The Palaszczuk Government is again putting mining companies above regional communities by cutting the amount of money mining companies pay to guarantee that mines are properly rehabilitated.
With the government's change, mining companies no longer have to pay GST of 10 per cent on the rehabilitation bonds they lodge with the State Government.
"Queensland Labor is letting big mining companies get away without cleaning up their own mess and leaving regional communities to deal with it instead," Senator Larissa Waters, Australian Greens mining spokesperson, said.
"The Palaszczuk Government is letting big mining companies, especially thermal coal companies, get away with packing up and leaving workers, taxpayers and the environment in the lurch.

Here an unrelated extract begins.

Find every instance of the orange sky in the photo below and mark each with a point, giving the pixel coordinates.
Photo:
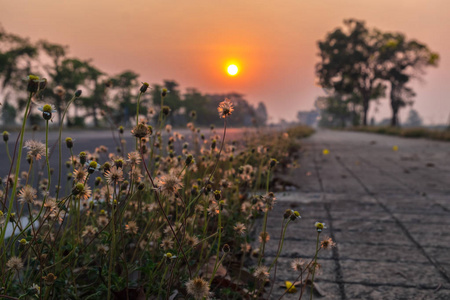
(273, 42)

"The independent Queensland Audit Office has only recently warned that Queensland is at risk of massive liabilities because the government doesn't have enough money in the bank to cover the clean-up costs.
"The State government should urgently increasing rehabilitation bonds to cover the costs of a clean-up and secure the thousands of rehabilitation jobs if the mining companies abandon their liabilities.
"Thermal coal is in structural decline, so coal companies are under unprecedented financial stress, with many at risk of bankruptcy.
"Coal miners Peabody Energy who own six coal mines in Queensland have lost 96% of their share price value in just five years.
"Queensland's failure to secure thousands of rehabilitation jobs by holding vastly adequate rehabilitation jobs is a disastrous failure of regulation," Senator Waters said.
The Greens' Caring for Coal Workers policy for securing thousands of rehabilitation jobs by securing rehabilitation bonds up-front was released in September 2015.